A Welsh builder has been given a six month custodial sentence after being found guilty of exposing three of his workers to asbestos inhalation when working on a commercial unit in Colwyn Bay in 2012. His company had been employed by the unit’s owner to remove asbestos prior to the building being put up for sale and he began work, despite being unlicensed to undertake such a procedure. Fortunately, a contractor who held the licence became aware of the work and alerted the Health and Safety Executive (HSE). A significant quantity of insulating board composed of asbestos had been removed before the HSE became aware of the situation.

Ignorance is no defence

The builder pleaded guilty to breaches of the Control of Asbestos Regulations 2012. These regulations are very stringent and rightly so – there is no known ‘minimum exposure’ to asbestos as in some cases as little as one single fibre can cause debilitating or life limiting illnesses, sometimes as much as sixty years later. By not adhering to the regulations, by ignorance or design, the builder (who worked on the site himself) has essentially condemned himself and his employees to a lifetime of worry as well as potentially an early death or severe disablement. There is no treatment for asbestos inhalation once it has occurred – only time will tell the outcome.

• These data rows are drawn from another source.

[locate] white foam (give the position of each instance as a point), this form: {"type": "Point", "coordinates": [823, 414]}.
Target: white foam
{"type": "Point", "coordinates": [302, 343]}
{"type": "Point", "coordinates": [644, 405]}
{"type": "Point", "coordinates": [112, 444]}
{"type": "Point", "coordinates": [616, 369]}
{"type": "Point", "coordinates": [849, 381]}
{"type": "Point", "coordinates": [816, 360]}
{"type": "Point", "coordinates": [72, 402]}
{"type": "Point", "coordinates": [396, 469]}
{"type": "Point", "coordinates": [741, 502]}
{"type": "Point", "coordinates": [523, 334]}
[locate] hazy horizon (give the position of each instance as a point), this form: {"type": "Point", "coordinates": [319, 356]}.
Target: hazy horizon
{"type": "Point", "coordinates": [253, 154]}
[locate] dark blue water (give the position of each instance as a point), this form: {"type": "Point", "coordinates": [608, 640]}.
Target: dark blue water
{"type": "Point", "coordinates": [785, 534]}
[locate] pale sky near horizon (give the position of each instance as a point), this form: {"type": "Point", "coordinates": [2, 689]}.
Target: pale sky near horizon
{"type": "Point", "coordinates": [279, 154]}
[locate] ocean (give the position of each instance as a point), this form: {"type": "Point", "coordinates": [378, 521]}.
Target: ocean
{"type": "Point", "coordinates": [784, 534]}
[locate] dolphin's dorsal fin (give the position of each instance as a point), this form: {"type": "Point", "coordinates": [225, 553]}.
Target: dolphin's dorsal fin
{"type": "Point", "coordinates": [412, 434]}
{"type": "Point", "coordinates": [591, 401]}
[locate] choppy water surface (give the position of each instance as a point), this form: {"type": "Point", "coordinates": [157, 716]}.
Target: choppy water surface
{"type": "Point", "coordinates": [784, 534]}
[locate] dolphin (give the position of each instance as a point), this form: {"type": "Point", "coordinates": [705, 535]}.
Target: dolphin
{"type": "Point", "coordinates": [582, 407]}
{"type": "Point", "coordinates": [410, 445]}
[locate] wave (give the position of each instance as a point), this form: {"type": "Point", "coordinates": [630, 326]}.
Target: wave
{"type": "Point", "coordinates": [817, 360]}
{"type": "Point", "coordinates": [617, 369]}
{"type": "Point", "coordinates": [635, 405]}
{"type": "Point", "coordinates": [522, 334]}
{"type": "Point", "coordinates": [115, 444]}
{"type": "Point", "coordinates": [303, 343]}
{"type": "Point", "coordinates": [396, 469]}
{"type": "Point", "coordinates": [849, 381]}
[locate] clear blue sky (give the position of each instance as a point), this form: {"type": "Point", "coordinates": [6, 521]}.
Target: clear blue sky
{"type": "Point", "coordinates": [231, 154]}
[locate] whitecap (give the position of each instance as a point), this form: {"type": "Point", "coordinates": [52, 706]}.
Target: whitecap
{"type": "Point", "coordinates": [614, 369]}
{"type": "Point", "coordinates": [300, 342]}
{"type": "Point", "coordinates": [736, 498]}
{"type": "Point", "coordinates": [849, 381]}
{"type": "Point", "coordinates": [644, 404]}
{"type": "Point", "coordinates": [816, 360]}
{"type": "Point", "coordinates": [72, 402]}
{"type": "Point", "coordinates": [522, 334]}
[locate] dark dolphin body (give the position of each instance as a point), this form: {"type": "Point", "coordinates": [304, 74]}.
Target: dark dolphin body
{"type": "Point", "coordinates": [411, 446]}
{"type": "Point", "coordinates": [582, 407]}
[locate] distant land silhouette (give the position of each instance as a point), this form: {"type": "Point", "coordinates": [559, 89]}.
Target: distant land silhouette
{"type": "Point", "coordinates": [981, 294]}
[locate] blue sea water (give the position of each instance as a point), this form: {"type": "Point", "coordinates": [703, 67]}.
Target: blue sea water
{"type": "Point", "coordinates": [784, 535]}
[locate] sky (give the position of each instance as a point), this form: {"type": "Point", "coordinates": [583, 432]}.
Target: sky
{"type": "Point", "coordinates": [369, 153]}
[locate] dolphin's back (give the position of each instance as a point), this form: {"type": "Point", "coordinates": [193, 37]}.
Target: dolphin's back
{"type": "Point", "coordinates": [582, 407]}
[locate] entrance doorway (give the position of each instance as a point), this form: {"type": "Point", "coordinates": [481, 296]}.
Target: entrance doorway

Adequate training is vital

UKATA (the UK Asbestos Training Association) has devised a number of courses to alert anyone who works with or may come into contact occasionally with asbestos as to its dangers and what to do to prevent exposure. Although asbestos has been banned in all buildings erected since 1999, it still occurs, sometimes in significant quantities, in older structures so anyone who is involved in renovations or demolition should as a matter of course receive proper training. The most in-depth is for those who want to become licensed removers of asbestos and this involves how to identify, remove and dispose of it safely. Other courses are less far-reaching but give very precise training on how to identify asbestos in its many different forms and how to deal with small amounts effectively. All training courses deal with health and safety outside the actual workplace, such as how to decontaminate hair, skin and clothing to prevent even one fibre reaching any other person.

Training is easy to arrange

UKATA feel – quite rightly – that no one with even the slightest chance of encountering asbestos should do so untrained and this is why their range of asbestos training courses is all-encompassing, from Asbestos Awareness for managers, designed for those who supervise people at the ‘sharp end’ right up to the very comprehensive training for those who will be removing large amounts. Boss Training finds that the general Asbestos Awareness training courses and asbestos removal training courses are very popular, giving staff who may find small amounts when undertaking other work – plumbers and electricians in particular benefit from these – the added peace of mind which they deserve.